AI電話代行サービスの良いところは、電話がかかってきてから、ヒアリングした内容がすぐにメールで送られてくる点です。音声を聞くと時間がかかってしまうため、テキストで確認できるほうが時短になります。
いまは、アルバイト応募者は同時に2~3社に応募することが一般的で、対応スピードが重要になっています。ATS(採用管理システム)や、録画面接を導入するなどにより、スピードの改善を図っていますが、電話応募に関してはIVRyによりスピードを速めるための仕組みづくりをしていきたいと考えています。
現状はすべての店舗の応募を1つの電話番号で受けているのですが、どうしてもその後にエリアの振り分け作業が発生してしまいますので、これから各エリアを統括する事業所ごとに電話番号を発行し、着電時点で事業所ごとに該当する応募を確認できるようにしていきたいと考えています。
スモールスタートで実験しやすいのがIVRyの魅力
——IVRyに対して最も価値を感じているところを教えてください。
何より安価に始められるので、スモールスタートで実験しやすい点がひとつあります。
また、これまで見えていなかった電話の着電状況を簡単に可視化できるようになり、これをもとに新たな考え方も生まれました。その結果、どこに投資すべきかの判断がしやすくなり、会社に対する説明も容易になったと思います。
そして、IVRyでは分岐の設定もノーコードで簡単に変更できるため、PDCAサイクルを回しやすいのも大きなポイントです。

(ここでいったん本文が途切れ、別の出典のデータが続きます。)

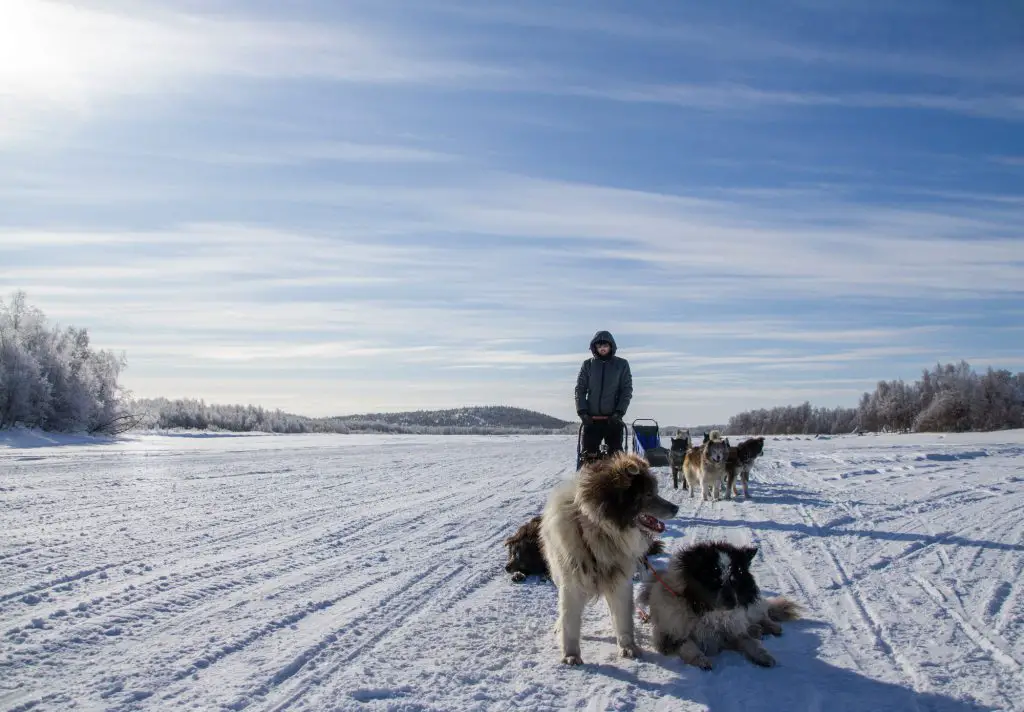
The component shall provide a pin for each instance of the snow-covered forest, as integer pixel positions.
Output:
(947, 399)
(52, 379)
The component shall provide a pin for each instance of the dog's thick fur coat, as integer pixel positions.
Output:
(705, 466)
(592, 535)
(708, 600)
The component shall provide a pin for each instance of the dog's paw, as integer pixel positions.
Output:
(632, 652)
(700, 661)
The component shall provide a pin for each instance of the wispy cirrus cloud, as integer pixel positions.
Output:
(393, 204)
(57, 57)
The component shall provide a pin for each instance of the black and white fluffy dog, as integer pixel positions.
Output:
(707, 599)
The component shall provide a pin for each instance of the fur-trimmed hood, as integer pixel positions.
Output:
(603, 336)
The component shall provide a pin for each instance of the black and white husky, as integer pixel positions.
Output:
(707, 599)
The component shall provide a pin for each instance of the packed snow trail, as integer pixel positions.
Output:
(366, 573)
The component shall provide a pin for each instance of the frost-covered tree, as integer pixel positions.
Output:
(52, 379)
(949, 398)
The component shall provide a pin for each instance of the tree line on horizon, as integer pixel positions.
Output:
(949, 398)
(53, 379)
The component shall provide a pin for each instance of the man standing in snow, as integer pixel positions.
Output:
(604, 388)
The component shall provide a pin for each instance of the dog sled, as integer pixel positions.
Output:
(646, 442)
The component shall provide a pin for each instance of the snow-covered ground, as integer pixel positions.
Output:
(365, 573)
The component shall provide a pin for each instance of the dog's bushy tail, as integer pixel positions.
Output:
(656, 547)
(781, 609)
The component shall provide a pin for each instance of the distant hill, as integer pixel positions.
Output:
(198, 415)
(475, 417)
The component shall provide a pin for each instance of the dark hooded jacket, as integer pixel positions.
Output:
(604, 385)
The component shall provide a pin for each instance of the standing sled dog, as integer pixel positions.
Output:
(593, 531)
(706, 467)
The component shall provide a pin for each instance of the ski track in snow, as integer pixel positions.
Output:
(366, 573)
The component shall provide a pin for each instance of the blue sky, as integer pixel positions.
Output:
(385, 205)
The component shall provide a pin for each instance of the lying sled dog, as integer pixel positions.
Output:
(707, 599)
(593, 531)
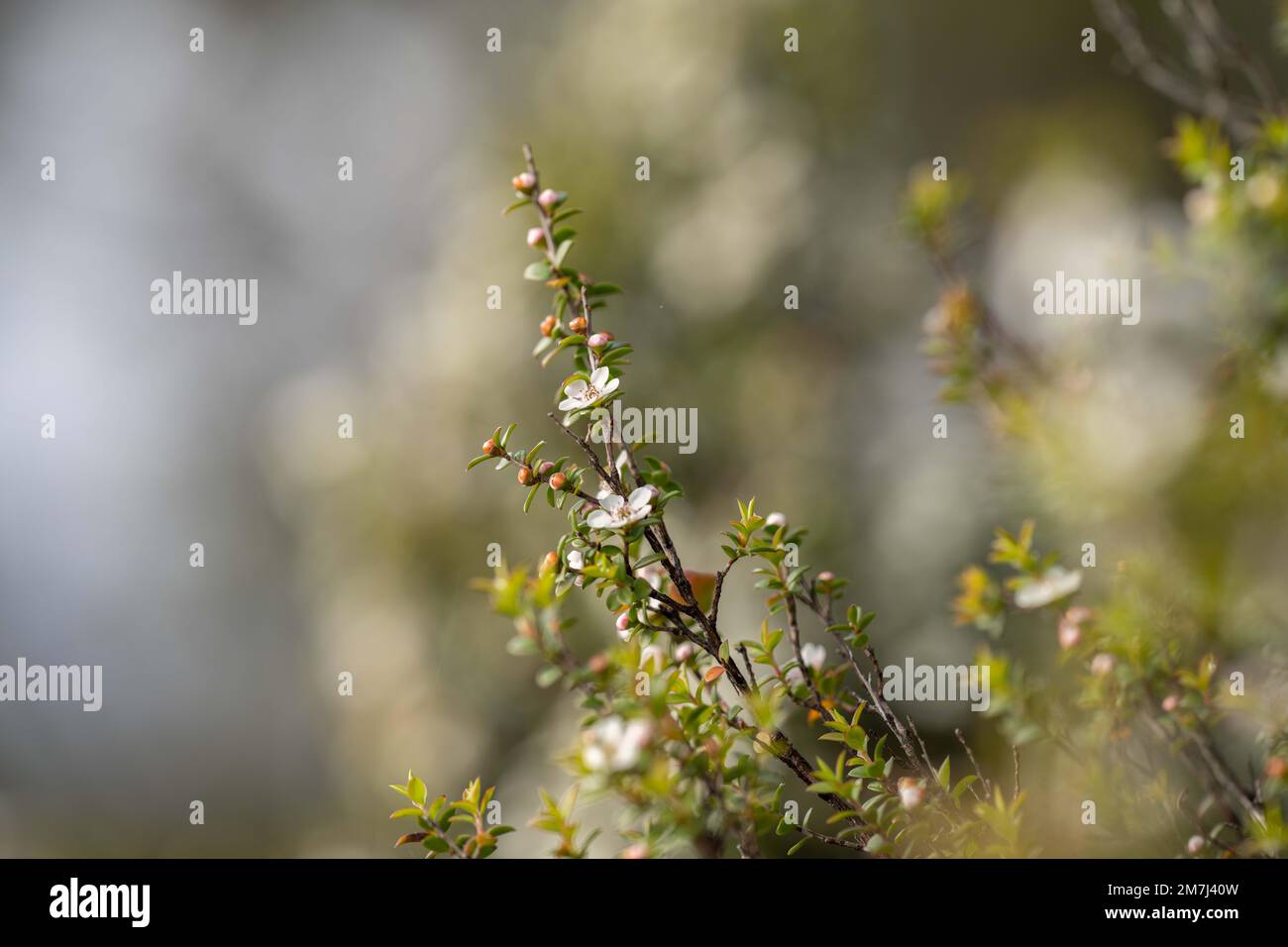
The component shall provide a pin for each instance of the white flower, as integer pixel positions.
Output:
(1055, 583)
(652, 654)
(618, 512)
(580, 393)
(613, 745)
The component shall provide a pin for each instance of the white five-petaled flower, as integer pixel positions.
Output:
(814, 655)
(581, 393)
(613, 745)
(618, 512)
(1052, 585)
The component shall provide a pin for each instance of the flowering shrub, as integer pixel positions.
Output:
(699, 731)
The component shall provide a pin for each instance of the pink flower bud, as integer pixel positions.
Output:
(550, 198)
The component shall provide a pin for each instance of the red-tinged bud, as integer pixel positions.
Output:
(550, 198)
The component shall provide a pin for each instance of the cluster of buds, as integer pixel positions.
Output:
(527, 475)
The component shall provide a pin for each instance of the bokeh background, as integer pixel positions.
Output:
(327, 556)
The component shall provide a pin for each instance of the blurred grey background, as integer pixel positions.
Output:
(325, 556)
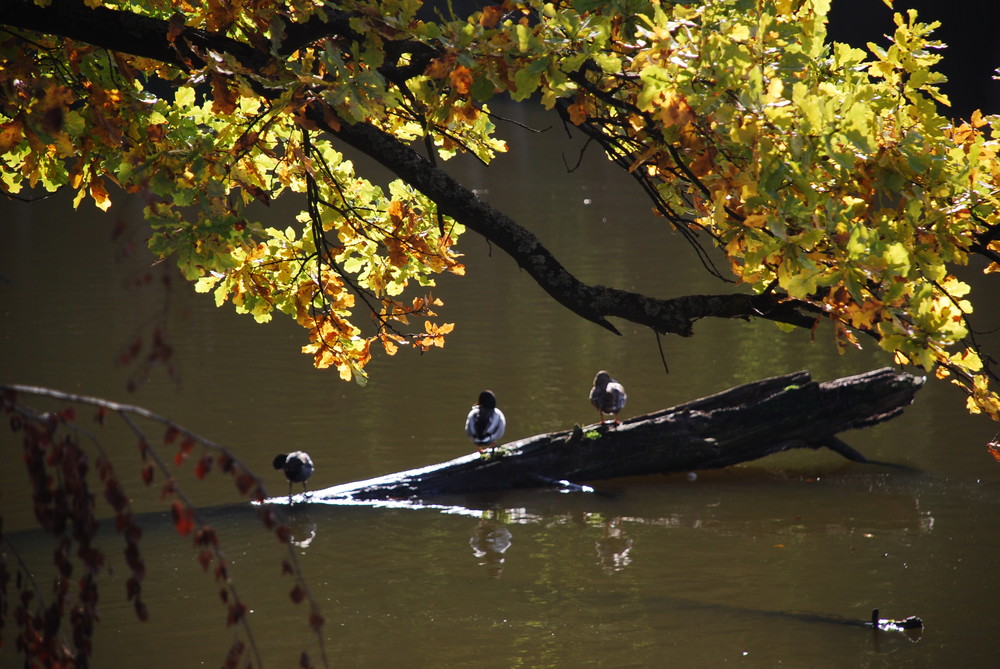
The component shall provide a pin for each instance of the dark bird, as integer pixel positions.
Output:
(608, 396)
(297, 467)
(485, 423)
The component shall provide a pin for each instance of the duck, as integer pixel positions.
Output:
(485, 423)
(297, 467)
(608, 396)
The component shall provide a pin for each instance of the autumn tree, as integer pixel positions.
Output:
(823, 173)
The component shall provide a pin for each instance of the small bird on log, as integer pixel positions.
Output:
(297, 467)
(608, 396)
(485, 424)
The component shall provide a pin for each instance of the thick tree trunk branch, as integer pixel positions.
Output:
(148, 37)
(738, 425)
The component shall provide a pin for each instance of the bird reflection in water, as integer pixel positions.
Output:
(489, 543)
(302, 528)
(614, 547)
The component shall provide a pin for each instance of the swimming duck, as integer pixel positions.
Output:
(607, 396)
(297, 467)
(485, 423)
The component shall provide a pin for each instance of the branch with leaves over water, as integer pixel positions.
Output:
(825, 174)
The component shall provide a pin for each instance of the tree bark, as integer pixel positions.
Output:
(741, 424)
(124, 31)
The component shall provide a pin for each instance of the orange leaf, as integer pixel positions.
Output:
(461, 79)
(491, 16)
(994, 449)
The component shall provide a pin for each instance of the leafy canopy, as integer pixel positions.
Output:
(824, 173)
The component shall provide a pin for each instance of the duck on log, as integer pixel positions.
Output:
(737, 425)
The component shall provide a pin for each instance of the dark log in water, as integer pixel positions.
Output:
(741, 424)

これらの要素は、どんな規模の店舗であっても、導入後すぐに価値を享受できるところだと思います。
今後、我々は、人材採用の歩留まり改善だけでなく、忙しい時間帯にかかってくる電話予約の取り逃がしについてもIVRyを活用できないか、検討していきたいと考えています。
——IVRyは「最高の技術をすべての企業に届ける」をミッションに掲げているので、そのように評価していただけて嬉しく思います。
先日、某飲食企業の人事の方から「新店舗の応募対応と面接をすべて本部で行っているので、人事が疲弊して中長期的な動きが取りづらくなっている」という話を聞きました。これをIVRyでどこまで解決できるかは分かりませんが、今は人がすべて対処しなくても、テクノロジーを活用することで対応の選択肢を増やせる時代になったと思うのです。
IVRyは10年前には存在しなかったテクノロジーです。個人店でもチェーン店でも、それぞれに合った使い方ができると思うので、我々ならIVRyで他にどんな改善策を打てるのか、今後もいろいろと模索していきたいと考えています。